Patent-litigation suits are easy and inexpensive to file, and sending a threatening demand letter costs as little as the price of a postage stamp. Meanwhile, every dollar spent defending against these meritless lawsuits is one less dollar that small businesses can invest in technological innovation, growing the economy, and creating jobs.

About 80 percent of victims are small and medium sized businesses — and that’s no coincidence. The average company victimized by trolls’ lawsuits has annual revenues of $11 million a year. Trolls realize that unlike large corporations, smaller businesses — especially startups — typically don’t have the resources to hire legal teams to defend them and will agree to settle out of court to avoid costly litigation.

Hosco Fittings, a 15-employee paint accessories manufacturer based in Wixom, was sued by patent trolls for including products in its catalogue with expired patents. The trolls demanded $500 for every product sold with a mislabeled or out-of-date patent. Hosco fought back and successfully had the case thrown out over the course of several months — time and resources that could have been spent on business development and expansion.

The situation is so bad that Michigan small business owners, State Attorney General Bill Schuette, and even HBO’s Last Week Tonight host John Oliver have jumped into the debate. In December 2013, Schuette was among 42 state attorneys general who wrote to the Federal Trade Commission commending it for its plan to conduct a wide-ranging investigation of patent trolls. This spring, Oliver described the problem as “insane” and said something needs to be done about it.

Oliver is right, and Congress has worked out fair, bipartisan solutions. Two reform bills — the Innovation Act in the House and Protecting American Talent and Entrepreneurship know as the PATENT Act in the Senate — would discourage trolls from filing frivolous lawsuits, help small businesses fight back and make sure that inventors who do need to defend their property rights in court can do so without any extra roadblocks. Each bill earned overwhelming committee approval this summer.

Neither of these common-sense bills has received a full floor vote yet — and they never will, if patent trolls get their way. But, just in case, trolls are stepping up their efforts to cash in before Congress intervenes. In the first half of 2015, patent lawsuits filed in district courts jumped 11 percent over the same period last year. More than two-thirds of patent-infringement suits this year have been initiated by trolls and nine in 10 of the suits involved high-tech companies.
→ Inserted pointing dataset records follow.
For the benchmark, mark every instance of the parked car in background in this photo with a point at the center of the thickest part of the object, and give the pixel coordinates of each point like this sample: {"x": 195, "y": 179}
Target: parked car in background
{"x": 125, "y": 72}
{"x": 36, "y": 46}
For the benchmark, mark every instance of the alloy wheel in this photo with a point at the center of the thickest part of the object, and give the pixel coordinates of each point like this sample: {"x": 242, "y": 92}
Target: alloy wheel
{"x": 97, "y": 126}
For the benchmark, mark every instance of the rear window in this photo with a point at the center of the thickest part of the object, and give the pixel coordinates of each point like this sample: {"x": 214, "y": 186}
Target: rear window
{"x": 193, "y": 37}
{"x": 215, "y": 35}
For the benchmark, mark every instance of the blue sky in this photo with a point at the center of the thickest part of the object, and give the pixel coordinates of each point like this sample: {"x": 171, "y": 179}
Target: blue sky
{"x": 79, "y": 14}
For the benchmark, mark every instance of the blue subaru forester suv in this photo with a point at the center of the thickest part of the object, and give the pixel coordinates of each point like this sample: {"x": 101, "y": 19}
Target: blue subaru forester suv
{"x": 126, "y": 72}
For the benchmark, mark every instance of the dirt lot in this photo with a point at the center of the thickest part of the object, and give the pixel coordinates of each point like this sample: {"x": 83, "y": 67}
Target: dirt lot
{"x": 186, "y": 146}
Bogus patent claims drain $80 billion from the U.S. economy each year. Trolls’ lawsuits typically drag through the court system at a snail’s pace — an average of  2.7 years — all the while tying up small businesses’ resources. Real reform to prevent patent-litigation abuse will require changing the economic incentives of patent suits, shifting the burden of proof in frivolous claims to the trolls and away from innovators and entrepreneurs.

The fee-shifting provisions of the Innovation Act and the PATENT Act will ensure patent trolls must pay defendants’ legal fees if those trolls bring bogus lawsuits and lose their cases. Provisions in both bills would also make it easier to collect legal fees from patent troll shell companies, reducing the likelihood trolls will simply declare bankruptcy and disappear if they lose the lawsuits.

Congress now has an opportunity to seize this moment of bipartisanship and stop predatory patent trolls from further extortion of our state and our country’s legitimate businesses. We can’t allow special-interest groups to stop the real progress our lawmakers have made on this issue.

Gary Shapiro of Birmingham, is president and CEO of the Consumer Electronics Association, a U.S. trade association representing more than 2,000 consumer electronics companies, and author of The New York Times best-selling books, Ninja Innovation: The Ten Killer Strategies of the World’s Most Successful Businesses and The Comeback: How Innovation Will Restore the American Dream.